The Governor-in-Council, which is the official term used to describe the Governor and the Executive Council, acted as a body of appeal from the decisions of tribunals.
The Governor-in-Council granted licences, contracted with other bodies – as in the Postage Act of 1852, leased out the right to collect moneys – as in the Sufferance Wharves Act of 1846, and directed and controlled officials – as in the Prisons Regulations Act of 1840 and the Police Regulation Act of 1852.
The Colony by 1842
By 1842, the population of NSW consisted of approximately 130,000 Europeans. In the period since the Legislative Council first met in 1824, free immigration had dramatically increased, as had the Australian-born population; while the convict proportion of the population had diminished to approximately 30%. Wool exports were giving the colony a sound economic base and increasing prosperity.
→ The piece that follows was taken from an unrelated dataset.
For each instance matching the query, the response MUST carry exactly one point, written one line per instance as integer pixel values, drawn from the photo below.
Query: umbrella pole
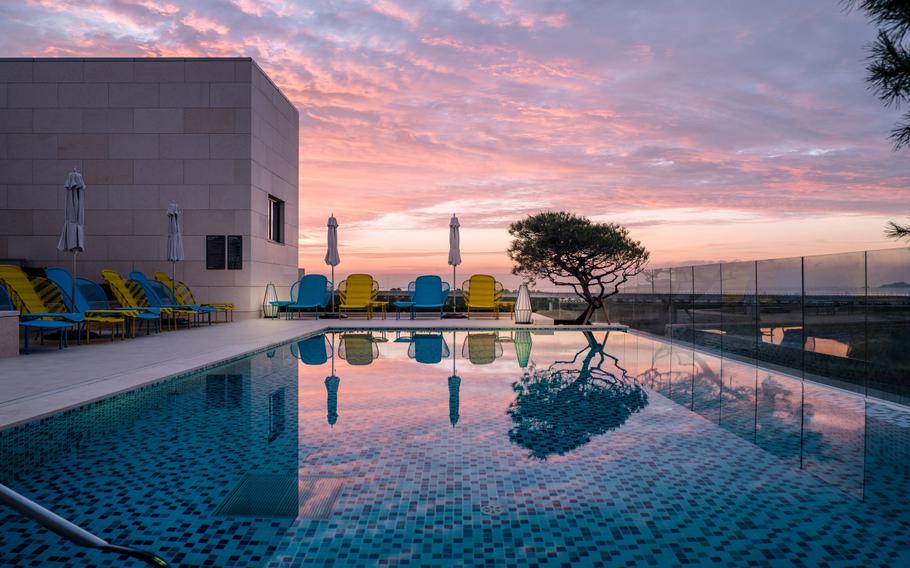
(73, 289)
(454, 288)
Within NSW, popular distaste for the convict system was growing but there was still strong support for transportation from the landowners and others who benefited from the cheap – though not very efficient – labour. General discontent was growing, also, with the unrepresentative system of government.
A meeting of landowner, middle class and professional men in 1835 established the Australian Patriotic Association to promote self-government, amongst other issues. Its leaders included William Charles Wentworth and James Macarthur, both great landowners with conservative liberal views, but amongst its members were also Chartists and others who argued for a very wide male franchise.
Transportation of convicts from England to New South Wales effectively ended in 1840. Many now felt that the Colony should be seen in a different light and the stigma previously attached to it as a penal colony be removed. A small but growing group of radicals and Chartists was advocating male suffrage, but for the moment landowners like William Charles Wentworth were determining the direction of change.
Wentworth had been educated in England and had absorbed English liberal ideas of the time. He dreamed of transplanting the English political model to Australia, but it was a model in which voting was linked to property. He was a barrister-at-law, a newspaper editor, a person of wealth and ambition.
From the early 1820s he agitated for political reforms. He was to play a leading role in the great constitutional changes of the mid-nineteenth century and came to be known as “the Father of the New South Wales Constitution”.
The Constitution Act, 1842
In England in 1837-38, a House of Commons committee inquired into the effectiveness of transportation of convicts as a means of punishment and reform and came to the conclusion that the system should be ended. In October 1840, Governor Gipps announced to the Legislative Council that transportation had ceased.
Many felt that now transportation had ended, the Colony should be seen in a different light and the stigma previously attached to it as a penal colony could be removed. By 1842 the growing demands resulted in the British Parliament passing New South Wales’ first Constitution Act.
It made the first significant step towards responsible government in NSW. Membership of the Legislative Council was increased to 36. The duration of each Legislative Council was to be five years from the return of the writs. Twelve members were nominated by the Crown and appointed by the Governor. Of these no more than six were to be members of the Executive Council.
Two-thirds (24) of the members, including six from the Port Phillip district (later to be Victoria), were elected by landowners and householders who fulfilled the property qualifications. In 1843 the Governor ceased to be a member of the Council and one of the members was to be elected Speaker, to preside at meetings.